Can I change my allocation later if my life circumstances change?
Yes. You can change your L Fund selection or individual fund allocation anytime through the TSP website (tsp.gov). No penalty, no approval needed. If you have a major life event (job loss, marriage, retirement), reassess your allocation.
What happens to my TSP if I leave federal service?
Your TSP remains invested and continues growing. You can leave it in TSP, roll it to an IRA, or withdraw it (with taxes and penalties if before 59½). Most employees leave TSP alone because of low expenses and good fund options. Withdrawal rules are complex—consult a tax professional.

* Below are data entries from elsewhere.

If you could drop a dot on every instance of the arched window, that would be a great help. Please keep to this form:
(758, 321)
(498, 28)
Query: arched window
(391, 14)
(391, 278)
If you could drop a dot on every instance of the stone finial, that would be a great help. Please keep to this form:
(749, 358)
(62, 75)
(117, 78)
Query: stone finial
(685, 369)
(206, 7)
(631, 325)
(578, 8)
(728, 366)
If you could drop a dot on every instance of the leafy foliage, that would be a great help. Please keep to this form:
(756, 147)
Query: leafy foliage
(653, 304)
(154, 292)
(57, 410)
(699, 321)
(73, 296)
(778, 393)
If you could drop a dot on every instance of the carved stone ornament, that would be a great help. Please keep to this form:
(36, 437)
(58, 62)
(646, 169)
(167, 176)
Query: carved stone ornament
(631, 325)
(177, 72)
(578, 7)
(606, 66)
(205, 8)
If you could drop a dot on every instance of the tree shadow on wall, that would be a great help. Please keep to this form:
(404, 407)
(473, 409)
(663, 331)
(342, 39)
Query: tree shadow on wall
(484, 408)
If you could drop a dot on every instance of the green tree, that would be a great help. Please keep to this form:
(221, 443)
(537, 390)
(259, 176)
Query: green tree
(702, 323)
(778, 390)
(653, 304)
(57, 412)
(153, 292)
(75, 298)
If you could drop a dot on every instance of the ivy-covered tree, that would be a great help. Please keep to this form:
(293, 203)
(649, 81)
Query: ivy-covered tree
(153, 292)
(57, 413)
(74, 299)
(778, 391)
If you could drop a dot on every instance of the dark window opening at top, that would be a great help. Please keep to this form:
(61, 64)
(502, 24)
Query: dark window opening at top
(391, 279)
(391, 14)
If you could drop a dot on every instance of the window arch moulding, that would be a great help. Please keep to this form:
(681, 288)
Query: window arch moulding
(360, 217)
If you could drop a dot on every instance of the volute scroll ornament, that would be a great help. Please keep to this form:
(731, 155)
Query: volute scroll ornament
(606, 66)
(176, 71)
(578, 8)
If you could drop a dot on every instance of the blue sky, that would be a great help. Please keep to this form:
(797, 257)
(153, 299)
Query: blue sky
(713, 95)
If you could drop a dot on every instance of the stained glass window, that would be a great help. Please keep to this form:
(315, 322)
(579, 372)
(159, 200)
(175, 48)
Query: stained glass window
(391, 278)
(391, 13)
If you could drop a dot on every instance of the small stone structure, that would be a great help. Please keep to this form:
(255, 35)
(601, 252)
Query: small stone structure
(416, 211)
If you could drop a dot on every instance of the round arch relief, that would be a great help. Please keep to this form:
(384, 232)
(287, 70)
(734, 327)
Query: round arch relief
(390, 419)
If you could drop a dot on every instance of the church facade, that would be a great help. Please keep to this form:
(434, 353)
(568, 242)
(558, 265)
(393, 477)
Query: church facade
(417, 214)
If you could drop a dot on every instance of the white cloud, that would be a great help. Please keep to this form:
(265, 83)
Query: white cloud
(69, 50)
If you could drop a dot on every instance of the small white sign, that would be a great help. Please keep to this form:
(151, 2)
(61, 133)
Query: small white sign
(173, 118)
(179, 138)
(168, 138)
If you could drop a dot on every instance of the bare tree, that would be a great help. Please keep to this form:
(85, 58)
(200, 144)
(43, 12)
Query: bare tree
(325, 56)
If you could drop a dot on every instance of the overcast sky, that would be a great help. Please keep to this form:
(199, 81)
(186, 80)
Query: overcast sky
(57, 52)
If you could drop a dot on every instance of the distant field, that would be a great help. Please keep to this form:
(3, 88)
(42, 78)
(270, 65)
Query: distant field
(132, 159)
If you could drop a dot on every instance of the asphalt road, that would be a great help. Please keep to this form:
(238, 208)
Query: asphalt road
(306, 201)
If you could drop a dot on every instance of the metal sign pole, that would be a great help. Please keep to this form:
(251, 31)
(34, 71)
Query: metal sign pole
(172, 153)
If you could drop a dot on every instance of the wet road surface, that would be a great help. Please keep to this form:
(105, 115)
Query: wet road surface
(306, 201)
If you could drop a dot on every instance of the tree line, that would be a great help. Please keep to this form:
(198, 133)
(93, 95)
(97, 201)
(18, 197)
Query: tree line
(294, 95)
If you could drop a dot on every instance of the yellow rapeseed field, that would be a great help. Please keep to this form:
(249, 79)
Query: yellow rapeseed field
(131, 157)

Should I use the G Fund to avoid stock market volatility?
No. G Fund returns are historically around 2-3% annually (below inflation). At that rate, your money loses purchasing power. Even conservative investors should use at least 50% bonds (F Fund) rather than G Fund. Accept some volatility for real growth.
Is the I Fund (international stocks) necessary?
Recommended but optional. International diversification provides some protection if US stocks underperform. Allocating 10-20% to I Fund is typical. Many aggressive US-focused investors skip it. Most balanced investors include it for diversification.